May 7th, 2008 at 01:55:24
BTW, what kind of printer are you using? I think some HP models have Univers built-in. (At least some TeX Readmes back from 1994 mention that they now provide metrics for the Univers in LaserJet 4 printers…)
May 7th, 2008 at 04:25:02
I just tried it in Lineform. It fits diagonally, but just barely. You’ll need a printer capable of borderless printing, as well as a vector editor (such as Lineform or VectorDesigner) in which to stitch two copies of the PDF output together and rotate the result. As an example, here’s the A3 PDF of the Mac OS X overlay that I made in Lineform.
It’s a Samsung. It doesn’t matter, though: it even works if I simply save the EPS or PDF file and open it in Preview, without ever sending it to the printer.
That’s how I took the two screenshots of the word “eject” that you can see on the webpage: I made an EPS file of it, then used pstopdf to convert it to PDF, then used image to scale by 400% and convert to PNG. Here’s the EPS file in case you want to try it for yourself.
May 7th, 2008 at 11:48:27
“NewApplication Help”.
May 7th, 2008 at 18:51:11
Jesper: Thanks. Fixed in 1.0.1, which is now up.
May 8th, 2008 at 03:02:17
I’m not sure our printer can print without margins. Perhaps I’ll investigate printing it anyway and just cutting along the shape of the original plastic thingy…
Are you sure you don’t have a copy of Univers sitting _somewhere_ (X.5 is rather good at finding fonts in remote locations and using them). I can’t reproduce the behaviour here.
May 8th, 2008 at 04:06:43
I’m on Tiger, and I’m quite sure. Like I said, locate doesn’t find it, and locate searches everywhere (including /System, /Library, and $HOME).
The command line I tried: locate Univers | grep -vF Universal.
May 8th, 2008 at 04:12:13
Also, I can’t use the font in applications, such as TextEdit (or the Generator—the form for the labels is in Arial Narrow, even when the output is in Univers). I can only use it in a PostScript program.

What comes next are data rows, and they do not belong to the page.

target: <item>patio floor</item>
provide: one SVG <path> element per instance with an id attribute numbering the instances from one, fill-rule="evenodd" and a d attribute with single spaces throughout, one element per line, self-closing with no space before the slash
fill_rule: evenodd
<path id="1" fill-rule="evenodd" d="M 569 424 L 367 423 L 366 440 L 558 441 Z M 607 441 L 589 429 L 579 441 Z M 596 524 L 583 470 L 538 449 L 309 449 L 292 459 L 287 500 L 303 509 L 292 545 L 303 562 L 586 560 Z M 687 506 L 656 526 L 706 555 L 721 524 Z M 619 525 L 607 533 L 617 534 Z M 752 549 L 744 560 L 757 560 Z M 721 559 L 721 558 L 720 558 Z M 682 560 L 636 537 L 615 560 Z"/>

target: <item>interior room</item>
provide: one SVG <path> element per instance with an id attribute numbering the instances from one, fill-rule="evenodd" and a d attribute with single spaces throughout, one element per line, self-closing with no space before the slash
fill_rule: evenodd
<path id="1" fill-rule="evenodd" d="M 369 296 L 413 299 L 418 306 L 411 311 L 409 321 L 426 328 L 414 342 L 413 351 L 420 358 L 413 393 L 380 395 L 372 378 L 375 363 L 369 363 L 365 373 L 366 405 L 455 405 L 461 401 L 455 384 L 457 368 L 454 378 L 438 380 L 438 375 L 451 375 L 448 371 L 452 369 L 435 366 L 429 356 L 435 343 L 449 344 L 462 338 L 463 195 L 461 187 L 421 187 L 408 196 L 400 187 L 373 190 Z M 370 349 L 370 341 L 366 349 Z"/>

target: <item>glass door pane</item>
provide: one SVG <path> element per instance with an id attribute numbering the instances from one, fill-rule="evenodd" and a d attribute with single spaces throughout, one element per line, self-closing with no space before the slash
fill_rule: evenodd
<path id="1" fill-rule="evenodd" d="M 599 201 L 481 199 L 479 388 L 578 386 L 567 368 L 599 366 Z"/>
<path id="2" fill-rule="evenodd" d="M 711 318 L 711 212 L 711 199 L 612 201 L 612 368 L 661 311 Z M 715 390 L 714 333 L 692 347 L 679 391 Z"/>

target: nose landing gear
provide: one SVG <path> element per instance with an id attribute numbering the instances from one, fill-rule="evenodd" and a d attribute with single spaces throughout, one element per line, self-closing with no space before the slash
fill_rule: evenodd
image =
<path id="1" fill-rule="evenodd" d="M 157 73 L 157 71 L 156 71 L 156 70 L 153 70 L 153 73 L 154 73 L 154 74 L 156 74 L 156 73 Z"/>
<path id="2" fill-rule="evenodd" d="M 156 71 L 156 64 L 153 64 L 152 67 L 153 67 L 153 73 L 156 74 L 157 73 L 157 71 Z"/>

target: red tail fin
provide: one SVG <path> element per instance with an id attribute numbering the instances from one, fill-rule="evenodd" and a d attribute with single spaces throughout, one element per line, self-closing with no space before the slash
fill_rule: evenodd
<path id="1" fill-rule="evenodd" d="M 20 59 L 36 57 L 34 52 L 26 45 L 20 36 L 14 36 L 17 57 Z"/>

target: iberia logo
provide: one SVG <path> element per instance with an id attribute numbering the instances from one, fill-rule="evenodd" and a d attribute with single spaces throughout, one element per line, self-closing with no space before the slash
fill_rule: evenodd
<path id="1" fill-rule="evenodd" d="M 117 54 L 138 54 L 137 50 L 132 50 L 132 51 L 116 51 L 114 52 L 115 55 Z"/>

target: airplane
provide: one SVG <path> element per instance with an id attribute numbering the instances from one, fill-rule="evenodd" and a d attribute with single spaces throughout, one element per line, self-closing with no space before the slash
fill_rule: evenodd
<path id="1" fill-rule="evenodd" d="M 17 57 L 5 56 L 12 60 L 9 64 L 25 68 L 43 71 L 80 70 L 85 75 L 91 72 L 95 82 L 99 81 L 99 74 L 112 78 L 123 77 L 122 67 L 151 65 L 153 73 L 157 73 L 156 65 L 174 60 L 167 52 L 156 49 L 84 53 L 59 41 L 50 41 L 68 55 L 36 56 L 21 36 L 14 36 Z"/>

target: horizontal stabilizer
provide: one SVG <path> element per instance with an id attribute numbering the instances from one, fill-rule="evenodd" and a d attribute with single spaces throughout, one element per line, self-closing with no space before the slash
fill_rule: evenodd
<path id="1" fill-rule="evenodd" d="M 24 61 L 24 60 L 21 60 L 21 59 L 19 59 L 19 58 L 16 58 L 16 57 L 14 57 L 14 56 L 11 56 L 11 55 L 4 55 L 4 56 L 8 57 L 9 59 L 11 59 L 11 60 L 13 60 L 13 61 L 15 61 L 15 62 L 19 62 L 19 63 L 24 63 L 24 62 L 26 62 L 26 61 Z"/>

May 18th, 2008 at 23:30:01
Two points (previously destroyed by your clever spam protection, I guess…):
1. With old PostScript font names, you may be looking for slightly crippled file names – ‘UnivCondIta’ or whatnot.
2. Taking another look at the graphic you posted suggests that the font is _not_ Univers – which has an angled top of the t as well as a slightly less round look. Instead I’d guess that font replacement just uses a (fake) narrow Helvetica there. And, indeed feeding your app with easily recognisable Helvetica chars (G, R) confirms that guess.
May 19th, 2008 at 00:11:45
ssp: You’re right. I just tried the Linotype website and, sure enough, Univers does have the same slanted t as Arial. Wow.
When I’m back on my main machine in a week, I’ll correct the webpage. Thanks.